Today was the first day of the Union des Grand Crus tastings and I intermixed these marathons with individual chateau visits. All has been conducted under clear skies and bright sunshine and the wines have been similarly clear-voiced and bright. These liquids are an easy taste; don't let anyone tell you otherwise.
And lots of thoughts have been churning around in my head, the main one relating to the question of style. My issue is thus:
A few years ago - a very few years ago - vintages classed as fine were generally relatively homogenous in style. 2010 was fabulous to taste young and one felt that, in a decade's time, one would have a reasonable shout of identifying the vintage characteristics if one were served one of the wines blind.
Now, that seems not to be the case any longer. Styles within individual communes vary really quite widely. Alcohol levels are markedly different; wines are radically varying in colour; levels of tannins come from polar opposite ends of the spectrum. And I've been trying to imagine the reasons for this.

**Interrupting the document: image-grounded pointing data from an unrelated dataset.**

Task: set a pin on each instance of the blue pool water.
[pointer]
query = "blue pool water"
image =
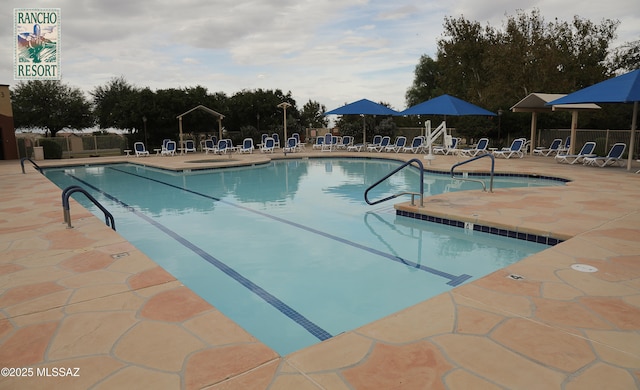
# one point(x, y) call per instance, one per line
point(289, 250)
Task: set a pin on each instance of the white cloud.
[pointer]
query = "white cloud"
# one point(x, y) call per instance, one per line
point(333, 51)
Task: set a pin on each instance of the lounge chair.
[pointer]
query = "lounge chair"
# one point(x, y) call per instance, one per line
point(345, 142)
point(247, 146)
point(327, 144)
point(299, 145)
point(223, 147)
point(291, 145)
point(416, 145)
point(384, 142)
point(400, 143)
point(141, 151)
point(268, 145)
point(516, 149)
point(377, 139)
point(169, 149)
point(209, 146)
point(613, 158)
point(481, 148)
point(318, 144)
point(189, 146)
point(586, 151)
point(552, 149)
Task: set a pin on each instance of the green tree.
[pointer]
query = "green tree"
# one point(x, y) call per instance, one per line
point(312, 115)
point(51, 105)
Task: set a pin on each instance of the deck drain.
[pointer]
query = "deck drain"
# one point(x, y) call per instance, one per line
point(584, 268)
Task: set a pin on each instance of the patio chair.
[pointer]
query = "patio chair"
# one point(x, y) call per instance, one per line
point(327, 144)
point(247, 146)
point(384, 142)
point(169, 149)
point(481, 148)
point(552, 149)
point(189, 146)
point(209, 146)
point(140, 149)
point(291, 145)
point(346, 141)
point(613, 158)
point(400, 143)
point(586, 151)
point(516, 149)
point(318, 144)
point(268, 145)
point(416, 145)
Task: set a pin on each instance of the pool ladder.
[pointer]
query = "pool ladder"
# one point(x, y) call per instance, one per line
point(413, 194)
point(66, 193)
point(484, 186)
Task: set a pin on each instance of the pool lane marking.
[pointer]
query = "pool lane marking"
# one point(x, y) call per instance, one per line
point(285, 309)
point(453, 279)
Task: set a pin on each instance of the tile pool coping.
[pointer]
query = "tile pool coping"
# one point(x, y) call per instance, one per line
point(588, 324)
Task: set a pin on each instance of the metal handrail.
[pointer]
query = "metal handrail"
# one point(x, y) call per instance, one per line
point(413, 194)
point(32, 162)
point(484, 186)
point(66, 193)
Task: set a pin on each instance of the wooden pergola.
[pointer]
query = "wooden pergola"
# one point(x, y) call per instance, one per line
point(206, 109)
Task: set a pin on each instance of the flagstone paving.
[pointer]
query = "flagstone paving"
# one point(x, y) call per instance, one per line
point(85, 298)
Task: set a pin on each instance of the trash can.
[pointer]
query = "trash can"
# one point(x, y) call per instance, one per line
point(38, 153)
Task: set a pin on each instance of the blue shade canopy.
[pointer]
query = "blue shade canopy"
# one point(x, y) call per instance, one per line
point(446, 105)
point(621, 89)
point(362, 107)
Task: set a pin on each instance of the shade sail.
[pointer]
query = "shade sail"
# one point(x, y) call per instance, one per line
point(446, 105)
point(621, 89)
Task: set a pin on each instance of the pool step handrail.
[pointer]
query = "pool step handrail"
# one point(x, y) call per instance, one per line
point(484, 186)
point(36, 166)
point(66, 193)
point(413, 194)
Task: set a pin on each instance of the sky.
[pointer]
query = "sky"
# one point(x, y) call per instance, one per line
point(329, 51)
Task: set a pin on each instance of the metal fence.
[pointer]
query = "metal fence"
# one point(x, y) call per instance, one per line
point(71, 146)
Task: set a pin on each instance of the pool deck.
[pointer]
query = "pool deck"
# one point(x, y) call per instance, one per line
point(86, 298)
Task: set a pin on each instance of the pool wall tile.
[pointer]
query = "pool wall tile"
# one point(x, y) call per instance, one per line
point(540, 239)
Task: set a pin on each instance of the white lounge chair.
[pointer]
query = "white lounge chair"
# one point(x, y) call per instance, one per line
point(327, 144)
point(384, 142)
point(140, 150)
point(209, 146)
point(481, 148)
point(553, 148)
point(613, 158)
point(268, 145)
point(247, 146)
point(586, 151)
point(319, 142)
point(400, 143)
point(516, 149)
point(169, 149)
point(416, 145)
point(291, 145)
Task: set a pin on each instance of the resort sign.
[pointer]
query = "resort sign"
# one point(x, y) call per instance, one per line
point(36, 43)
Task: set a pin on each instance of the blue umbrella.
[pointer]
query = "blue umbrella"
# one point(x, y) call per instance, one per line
point(446, 105)
point(363, 107)
point(621, 89)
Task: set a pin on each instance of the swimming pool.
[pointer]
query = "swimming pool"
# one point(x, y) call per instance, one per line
point(289, 250)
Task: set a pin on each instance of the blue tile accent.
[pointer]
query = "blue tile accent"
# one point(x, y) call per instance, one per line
point(483, 228)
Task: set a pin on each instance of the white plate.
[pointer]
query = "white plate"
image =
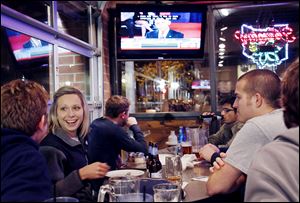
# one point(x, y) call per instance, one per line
point(122, 173)
point(171, 144)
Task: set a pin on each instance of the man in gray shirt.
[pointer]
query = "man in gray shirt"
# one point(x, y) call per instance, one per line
point(274, 173)
point(257, 102)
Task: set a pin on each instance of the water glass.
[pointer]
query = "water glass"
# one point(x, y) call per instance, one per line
point(167, 192)
point(173, 169)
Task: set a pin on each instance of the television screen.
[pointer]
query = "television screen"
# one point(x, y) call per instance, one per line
point(201, 84)
point(26, 47)
point(160, 31)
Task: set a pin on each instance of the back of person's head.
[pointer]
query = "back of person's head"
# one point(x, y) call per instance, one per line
point(290, 95)
point(115, 105)
point(264, 82)
point(23, 103)
point(228, 99)
point(53, 120)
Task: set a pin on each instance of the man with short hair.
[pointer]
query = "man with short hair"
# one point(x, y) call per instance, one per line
point(107, 137)
point(257, 102)
point(227, 132)
point(274, 173)
point(24, 172)
point(225, 135)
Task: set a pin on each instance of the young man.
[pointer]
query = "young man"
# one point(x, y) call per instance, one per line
point(231, 126)
point(24, 172)
point(223, 138)
point(257, 104)
point(274, 173)
point(107, 136)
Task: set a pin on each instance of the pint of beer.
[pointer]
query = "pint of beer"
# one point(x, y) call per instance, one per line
point(186, 147)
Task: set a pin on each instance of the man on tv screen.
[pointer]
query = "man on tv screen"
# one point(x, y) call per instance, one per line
point(163, 30)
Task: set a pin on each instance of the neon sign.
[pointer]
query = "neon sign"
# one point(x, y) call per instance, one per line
point(267, 46)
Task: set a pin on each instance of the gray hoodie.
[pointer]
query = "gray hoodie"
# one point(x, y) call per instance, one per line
point(274, 174)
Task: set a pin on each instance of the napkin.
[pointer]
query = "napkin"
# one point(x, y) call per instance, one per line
point(187, 161)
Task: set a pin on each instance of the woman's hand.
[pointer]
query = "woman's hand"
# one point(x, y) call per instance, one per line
point(93, 171)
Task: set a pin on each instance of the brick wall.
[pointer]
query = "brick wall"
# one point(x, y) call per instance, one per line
point(105, 50)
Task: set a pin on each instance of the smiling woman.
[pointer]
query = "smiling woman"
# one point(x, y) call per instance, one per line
point(65, 146)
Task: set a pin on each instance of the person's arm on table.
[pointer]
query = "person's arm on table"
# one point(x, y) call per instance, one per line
point(223, 180)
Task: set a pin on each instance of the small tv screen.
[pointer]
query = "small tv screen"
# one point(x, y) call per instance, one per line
point(26, 47)
point(201, 84)
point(160, 31)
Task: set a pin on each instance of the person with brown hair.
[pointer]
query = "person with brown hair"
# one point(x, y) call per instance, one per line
point(24, 173)
point(258, 106)
point(65, 147)
point(107, 136)
point(274, 173)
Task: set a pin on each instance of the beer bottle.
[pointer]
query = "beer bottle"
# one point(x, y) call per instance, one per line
point(149, 155)
point(155, 167)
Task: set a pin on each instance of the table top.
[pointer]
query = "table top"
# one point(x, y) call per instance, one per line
point(194, 179)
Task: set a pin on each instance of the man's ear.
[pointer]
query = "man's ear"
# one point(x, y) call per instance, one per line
point(42, 122)
point(258, 100)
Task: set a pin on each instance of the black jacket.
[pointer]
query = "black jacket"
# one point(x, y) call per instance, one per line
point(24, 173)
point(65, 157)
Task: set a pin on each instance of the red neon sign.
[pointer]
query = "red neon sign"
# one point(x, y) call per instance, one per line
point(267, 46)
point(262, 36)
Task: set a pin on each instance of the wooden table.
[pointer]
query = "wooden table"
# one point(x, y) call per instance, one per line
point(195, 189)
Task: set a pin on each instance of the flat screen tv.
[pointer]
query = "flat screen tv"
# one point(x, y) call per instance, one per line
point(160, 31)
point(26, 47)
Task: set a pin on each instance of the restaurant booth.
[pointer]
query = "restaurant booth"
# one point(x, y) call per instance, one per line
point(169, 82)
point(105, 48)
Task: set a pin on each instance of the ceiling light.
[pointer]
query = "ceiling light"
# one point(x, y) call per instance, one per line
point(224, 28)
point(224, 12)
point(222, 39)
point(222, 46)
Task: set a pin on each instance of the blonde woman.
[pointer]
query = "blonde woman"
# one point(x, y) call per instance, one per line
point(65, 146)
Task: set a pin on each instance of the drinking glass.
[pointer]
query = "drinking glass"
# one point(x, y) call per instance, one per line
point(167, 192)
point(173, 169)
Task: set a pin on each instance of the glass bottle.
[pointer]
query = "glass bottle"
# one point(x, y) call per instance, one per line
point(155, 167)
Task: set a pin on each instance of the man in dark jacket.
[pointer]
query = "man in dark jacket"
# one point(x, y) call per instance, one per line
point(107, 137)
point(24, 173)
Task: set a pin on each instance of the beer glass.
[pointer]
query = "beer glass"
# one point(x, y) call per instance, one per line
point(167, 192)
point(186, 145)
point(173, 169)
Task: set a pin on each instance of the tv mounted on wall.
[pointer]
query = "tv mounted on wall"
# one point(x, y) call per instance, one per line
point(138, 35)
point(26, 47)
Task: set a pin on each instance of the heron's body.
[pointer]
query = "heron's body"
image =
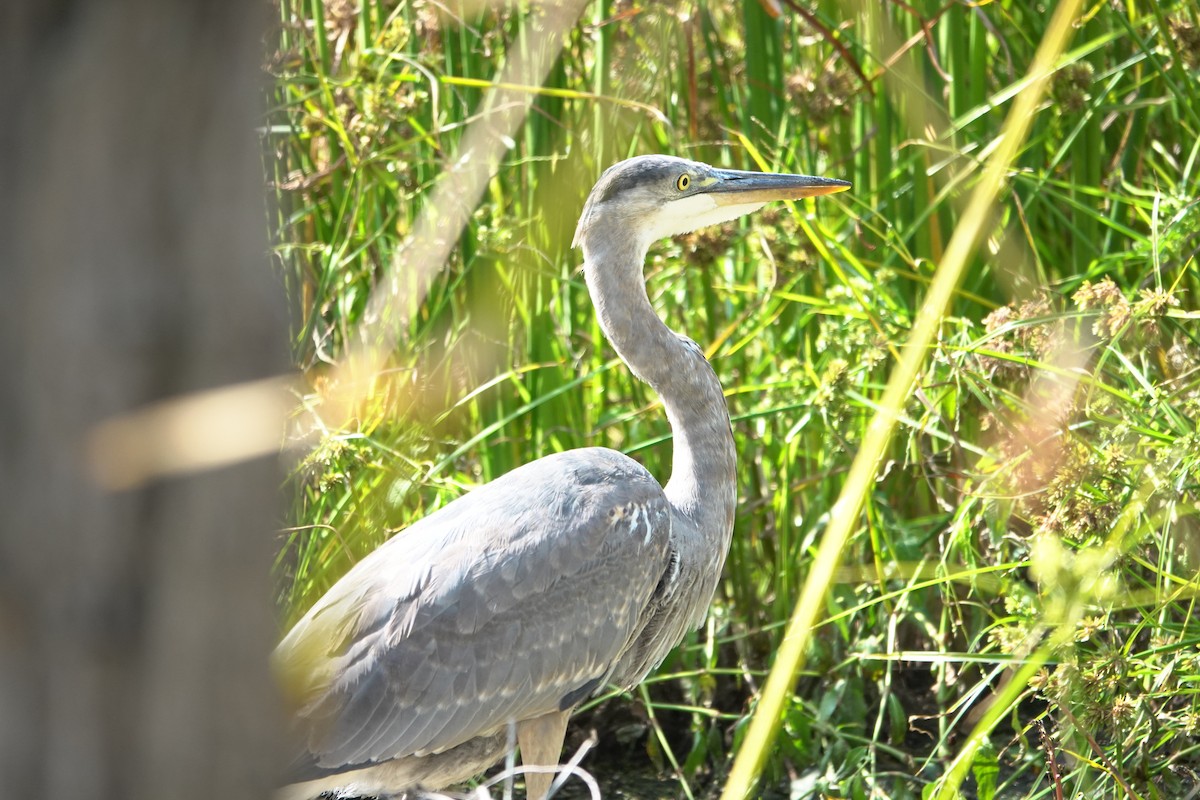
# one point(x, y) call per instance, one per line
point(517, 601)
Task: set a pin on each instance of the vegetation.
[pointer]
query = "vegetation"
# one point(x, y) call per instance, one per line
point(1029, 555)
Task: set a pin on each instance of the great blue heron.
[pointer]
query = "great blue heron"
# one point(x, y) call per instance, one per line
point(519, 600)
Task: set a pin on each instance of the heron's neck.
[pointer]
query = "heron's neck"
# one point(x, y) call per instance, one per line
point(702, 485)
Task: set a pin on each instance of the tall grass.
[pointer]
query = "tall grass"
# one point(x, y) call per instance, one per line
point(1031, 547)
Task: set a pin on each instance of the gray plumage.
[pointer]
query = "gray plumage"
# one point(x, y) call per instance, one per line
point(519, 600)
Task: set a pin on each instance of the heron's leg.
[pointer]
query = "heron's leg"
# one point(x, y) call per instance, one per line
point(541, 745)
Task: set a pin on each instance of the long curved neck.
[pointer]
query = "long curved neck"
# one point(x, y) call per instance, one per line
point(702, 485)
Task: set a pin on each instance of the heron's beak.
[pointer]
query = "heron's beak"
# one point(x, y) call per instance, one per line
point(737, 187)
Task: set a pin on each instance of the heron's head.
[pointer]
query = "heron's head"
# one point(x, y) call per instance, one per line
point(648, 198)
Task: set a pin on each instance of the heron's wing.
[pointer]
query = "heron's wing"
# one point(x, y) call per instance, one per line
point(514, 601)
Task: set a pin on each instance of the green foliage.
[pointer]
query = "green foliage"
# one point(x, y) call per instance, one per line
point(1043, 488)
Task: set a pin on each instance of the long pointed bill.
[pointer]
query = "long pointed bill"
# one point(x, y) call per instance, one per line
point(737, 187)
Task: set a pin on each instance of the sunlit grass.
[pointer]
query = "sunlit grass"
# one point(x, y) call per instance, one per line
point(1057, 402)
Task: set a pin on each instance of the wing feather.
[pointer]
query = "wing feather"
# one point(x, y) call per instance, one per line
point(492, 609)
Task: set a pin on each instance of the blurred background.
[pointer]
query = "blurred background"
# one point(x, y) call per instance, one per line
point(1043, 477)
point(1026, 560)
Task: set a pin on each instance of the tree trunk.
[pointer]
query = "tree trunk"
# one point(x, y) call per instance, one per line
point(135, 625)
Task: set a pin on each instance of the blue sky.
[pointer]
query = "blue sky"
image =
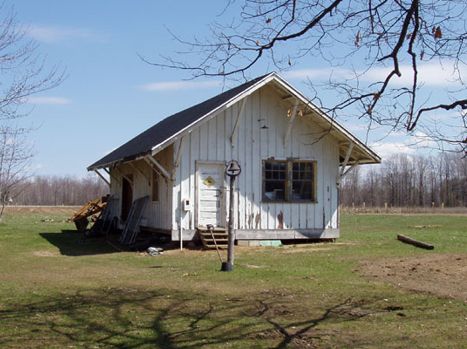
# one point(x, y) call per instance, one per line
point(110, 95)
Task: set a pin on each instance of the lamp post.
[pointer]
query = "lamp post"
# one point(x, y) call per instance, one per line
point(232, 170)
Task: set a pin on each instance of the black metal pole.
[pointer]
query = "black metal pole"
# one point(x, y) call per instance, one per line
point(230, 246)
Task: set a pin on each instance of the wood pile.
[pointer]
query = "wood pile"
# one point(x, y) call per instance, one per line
point(92, 210)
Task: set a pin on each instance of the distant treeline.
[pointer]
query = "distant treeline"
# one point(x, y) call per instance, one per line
point(400, 181)
point(55, 190)
point(409, 180)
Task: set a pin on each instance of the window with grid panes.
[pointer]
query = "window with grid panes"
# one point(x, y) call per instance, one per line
point(289, 180)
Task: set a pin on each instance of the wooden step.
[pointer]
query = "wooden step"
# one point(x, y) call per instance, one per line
point(209, 239)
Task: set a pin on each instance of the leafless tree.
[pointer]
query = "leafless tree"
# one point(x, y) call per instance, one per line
point(383, 43)
point(15, 154)
point(60, 190)
point(22, 74)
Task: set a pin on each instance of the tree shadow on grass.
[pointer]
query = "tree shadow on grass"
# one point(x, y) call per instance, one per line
point(134, 318)
point(73, 243)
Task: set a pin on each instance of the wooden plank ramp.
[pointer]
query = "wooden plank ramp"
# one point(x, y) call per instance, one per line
point(210, 238)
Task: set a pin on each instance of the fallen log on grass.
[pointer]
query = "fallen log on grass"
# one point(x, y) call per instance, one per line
point(414, 242)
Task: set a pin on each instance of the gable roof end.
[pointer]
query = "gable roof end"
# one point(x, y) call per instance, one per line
point(163, 133)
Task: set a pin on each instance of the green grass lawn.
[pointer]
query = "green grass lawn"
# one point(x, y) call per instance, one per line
point(57, 291)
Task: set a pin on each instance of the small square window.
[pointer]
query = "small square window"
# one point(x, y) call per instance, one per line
point(288, 180)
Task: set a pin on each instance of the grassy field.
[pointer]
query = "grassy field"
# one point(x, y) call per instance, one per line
point(58, 291)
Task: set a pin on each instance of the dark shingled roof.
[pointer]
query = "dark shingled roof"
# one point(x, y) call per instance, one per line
point(143, 143)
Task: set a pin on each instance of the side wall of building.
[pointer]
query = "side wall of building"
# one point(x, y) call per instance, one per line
point(157, 214)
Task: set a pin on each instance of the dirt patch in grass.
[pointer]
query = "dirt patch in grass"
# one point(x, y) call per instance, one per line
point(45, 254)
point(65, 210)
point(443, 275)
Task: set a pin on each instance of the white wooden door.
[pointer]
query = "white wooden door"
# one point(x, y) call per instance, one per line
point(210, 186)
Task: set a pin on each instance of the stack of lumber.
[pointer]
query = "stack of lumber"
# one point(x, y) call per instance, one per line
point(90, 209)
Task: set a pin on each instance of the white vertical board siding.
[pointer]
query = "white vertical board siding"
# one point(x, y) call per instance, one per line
point(260, 136)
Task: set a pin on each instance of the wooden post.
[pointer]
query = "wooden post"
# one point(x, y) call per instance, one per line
point(232, 170)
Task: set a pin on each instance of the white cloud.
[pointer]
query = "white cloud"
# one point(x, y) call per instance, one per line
point(51, 34)
point(180, 85)
point(50, 100)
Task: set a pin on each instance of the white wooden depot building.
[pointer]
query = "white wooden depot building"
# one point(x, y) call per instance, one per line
point(292, 157)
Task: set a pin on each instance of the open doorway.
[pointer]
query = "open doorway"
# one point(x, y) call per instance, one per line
point(127, 197)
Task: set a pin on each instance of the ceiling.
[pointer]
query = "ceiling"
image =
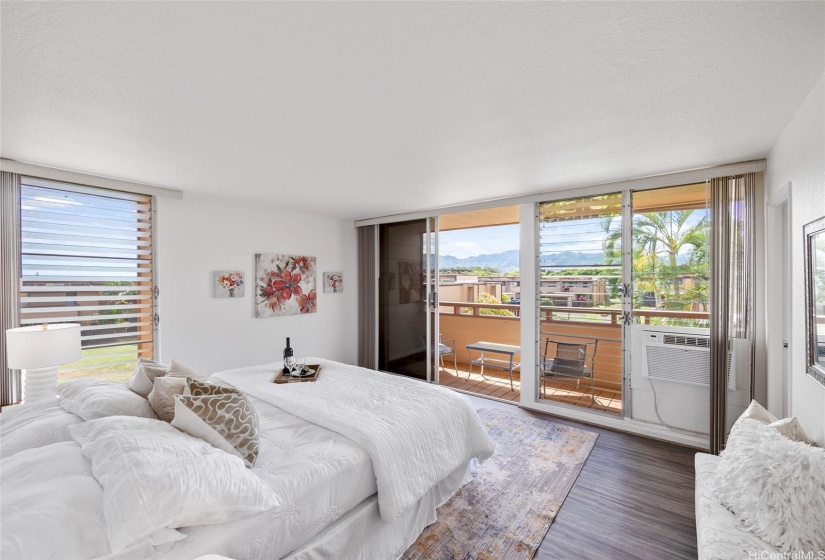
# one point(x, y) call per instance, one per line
point(359, 110)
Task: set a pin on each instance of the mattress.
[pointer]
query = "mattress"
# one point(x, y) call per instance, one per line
point(325, 483)
point(318, 475)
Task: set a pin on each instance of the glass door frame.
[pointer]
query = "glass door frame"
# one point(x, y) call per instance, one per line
point(432, 282)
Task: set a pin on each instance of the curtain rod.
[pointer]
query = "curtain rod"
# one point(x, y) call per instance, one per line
point(641, 183)
point(67, 176)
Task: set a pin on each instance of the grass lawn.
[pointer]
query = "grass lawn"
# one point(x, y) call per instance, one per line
point(116, 363)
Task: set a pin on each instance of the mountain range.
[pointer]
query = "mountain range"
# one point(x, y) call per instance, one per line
point(508, 261)
point(505, 262)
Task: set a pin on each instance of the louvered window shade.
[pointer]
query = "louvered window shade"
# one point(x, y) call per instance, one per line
point(87, 258)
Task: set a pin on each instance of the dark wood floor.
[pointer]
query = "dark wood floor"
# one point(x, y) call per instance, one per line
point(633, 499)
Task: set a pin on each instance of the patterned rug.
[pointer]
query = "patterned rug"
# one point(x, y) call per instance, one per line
point(506, 511)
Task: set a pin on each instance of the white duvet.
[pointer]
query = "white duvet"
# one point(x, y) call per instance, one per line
point(49, 489)
point(416, 434)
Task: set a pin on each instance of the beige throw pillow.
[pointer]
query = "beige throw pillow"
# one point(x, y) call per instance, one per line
point(162, 397)
point(756, 411)
point(788, 427)
point(198, 388)
point(227, 421)
point(144, 376)
point(791, 429)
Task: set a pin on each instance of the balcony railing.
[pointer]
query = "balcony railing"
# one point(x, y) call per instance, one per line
point(466, 323)
point(610, 316)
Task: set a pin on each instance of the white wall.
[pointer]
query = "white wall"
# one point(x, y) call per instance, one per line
point(199, 235)
point(798, 158)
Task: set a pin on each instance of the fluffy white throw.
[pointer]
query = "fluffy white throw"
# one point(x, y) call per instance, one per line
point(415, 433)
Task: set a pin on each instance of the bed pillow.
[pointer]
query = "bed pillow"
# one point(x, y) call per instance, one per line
point(198, 388)
point(756, 411)
point(174, 480)
point(790, 428)
point(775, 486)
point(177, 369)
point(91, 398)
point(162, 397)
point(144, 376)
point(227, 421)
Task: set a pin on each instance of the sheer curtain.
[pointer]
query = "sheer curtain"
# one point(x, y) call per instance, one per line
point(367, 296)
point(732, 205)
point(9, 279)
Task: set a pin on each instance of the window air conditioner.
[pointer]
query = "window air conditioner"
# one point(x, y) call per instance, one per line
point(682, 358)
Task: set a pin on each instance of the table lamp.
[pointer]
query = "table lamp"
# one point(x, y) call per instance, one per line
point(38, 350)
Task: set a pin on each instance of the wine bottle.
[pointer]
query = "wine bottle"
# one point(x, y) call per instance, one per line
point(289, 360)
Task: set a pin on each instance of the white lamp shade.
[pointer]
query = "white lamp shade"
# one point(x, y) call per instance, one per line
point(35, 347)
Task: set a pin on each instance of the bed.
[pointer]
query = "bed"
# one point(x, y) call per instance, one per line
point(358, 462)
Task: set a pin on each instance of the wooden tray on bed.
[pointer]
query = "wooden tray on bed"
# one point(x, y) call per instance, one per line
point(281, 378)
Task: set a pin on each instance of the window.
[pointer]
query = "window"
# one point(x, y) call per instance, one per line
point(86, 257)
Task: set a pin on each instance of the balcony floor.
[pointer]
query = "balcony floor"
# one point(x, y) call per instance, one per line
point(497, 385)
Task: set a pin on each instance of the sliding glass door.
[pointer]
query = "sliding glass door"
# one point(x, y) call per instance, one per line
point(406, 297)
point(581, 303)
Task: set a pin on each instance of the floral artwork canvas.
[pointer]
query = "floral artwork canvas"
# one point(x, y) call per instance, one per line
point(229, 284)
point(285, 285)
point(333, 282)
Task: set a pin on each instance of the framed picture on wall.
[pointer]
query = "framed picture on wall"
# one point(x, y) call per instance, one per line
point(333, 282)
point(285, 285)
point(228, 284)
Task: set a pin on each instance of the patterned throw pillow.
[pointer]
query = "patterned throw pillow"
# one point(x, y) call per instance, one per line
point(227, 421)
point(162, 396)
point(144, 377)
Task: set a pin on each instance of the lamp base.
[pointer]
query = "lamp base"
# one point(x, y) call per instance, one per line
point(39, 384)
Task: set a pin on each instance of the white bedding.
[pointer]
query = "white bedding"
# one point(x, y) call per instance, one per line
point(317, 475)
point(33, 426)
point(416, 434)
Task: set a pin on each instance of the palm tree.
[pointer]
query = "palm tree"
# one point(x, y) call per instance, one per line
point(657, 237)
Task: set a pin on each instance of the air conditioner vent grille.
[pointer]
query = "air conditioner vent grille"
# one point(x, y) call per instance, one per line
point(682, 340)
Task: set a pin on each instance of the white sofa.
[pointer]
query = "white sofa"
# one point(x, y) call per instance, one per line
point(720, 535)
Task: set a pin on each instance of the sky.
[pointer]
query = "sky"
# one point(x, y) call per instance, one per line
point(463, 243)
point(580, 235)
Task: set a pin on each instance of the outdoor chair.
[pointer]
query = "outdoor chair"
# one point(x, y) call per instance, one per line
point(571, 361)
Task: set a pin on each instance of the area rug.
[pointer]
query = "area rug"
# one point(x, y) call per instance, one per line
point(506, 511)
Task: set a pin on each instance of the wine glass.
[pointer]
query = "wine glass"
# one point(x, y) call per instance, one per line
point(299, 366)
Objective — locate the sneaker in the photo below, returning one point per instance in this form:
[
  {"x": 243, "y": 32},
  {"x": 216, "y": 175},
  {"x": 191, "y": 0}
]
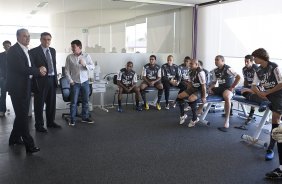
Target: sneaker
[
  {"x": 119, "y": 109},
  {"x": 193, "y": 123},
  {"x": 158, "y": 106},
  {"x": 276, "y": 173},
  {"x": 87, "y": 120},
  {"x": 71, "y": 123},
  {"x": 167, "y": 107},
  {"x": 269, "y": 155},
  {"x": 146, "y": 106},
  {"x": 187, "y": 108},
  {"x": 182, "y": 119},
  {"x": 138, "y": 108}
]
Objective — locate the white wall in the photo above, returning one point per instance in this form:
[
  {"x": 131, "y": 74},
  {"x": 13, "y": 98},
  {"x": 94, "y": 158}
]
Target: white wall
[{"x": 238, "y": 28}]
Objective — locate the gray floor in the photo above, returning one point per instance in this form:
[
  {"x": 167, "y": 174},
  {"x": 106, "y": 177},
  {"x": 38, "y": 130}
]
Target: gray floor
[{"x": 135, "y": 147}]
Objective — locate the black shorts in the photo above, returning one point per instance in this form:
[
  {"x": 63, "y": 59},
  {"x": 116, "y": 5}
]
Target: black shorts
[
  {"x": 218, "y": 91},
  {"x": 276, "y": 102},
  {"x": 194, "y": 91}
]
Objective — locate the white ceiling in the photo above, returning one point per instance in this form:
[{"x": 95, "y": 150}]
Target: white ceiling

At one senior chateau yesterday the wine maker told me quite succinctly that they tried to make a wine that defines that chateau, rather than the vintage and I wondered whether this might explain the stylistic differences in the wines. Whatever it is, it is clear that the modern vigneron still has a great many questions to think about when growing the fruit and making the wine from that fruit.
In any event, lots of very nice wines today, including Chateaux Latour and Margaux, this latter as especial highlight. It's the mutt's.
Lynch Bages lovers take note: the 2016 vintage of the wine you love is a properly serious bit of kit, almost Latour-like in its stuffing and purity. And it has higher IPT (that polyphenol/tannin thing again) levels than even Latour. At 95 it really is brimming with matter.
Look, 2016 has produced a great many superb Bordeaux wines. But I wonder whether superb Bordeaux wines are becoming rather like pretty girls. When one sees a pretty girl walking down the street she might catch your eye and then sail past with her nose in the air, but you know for a fact that there's no shortage of pretty girls and another will be along any minute.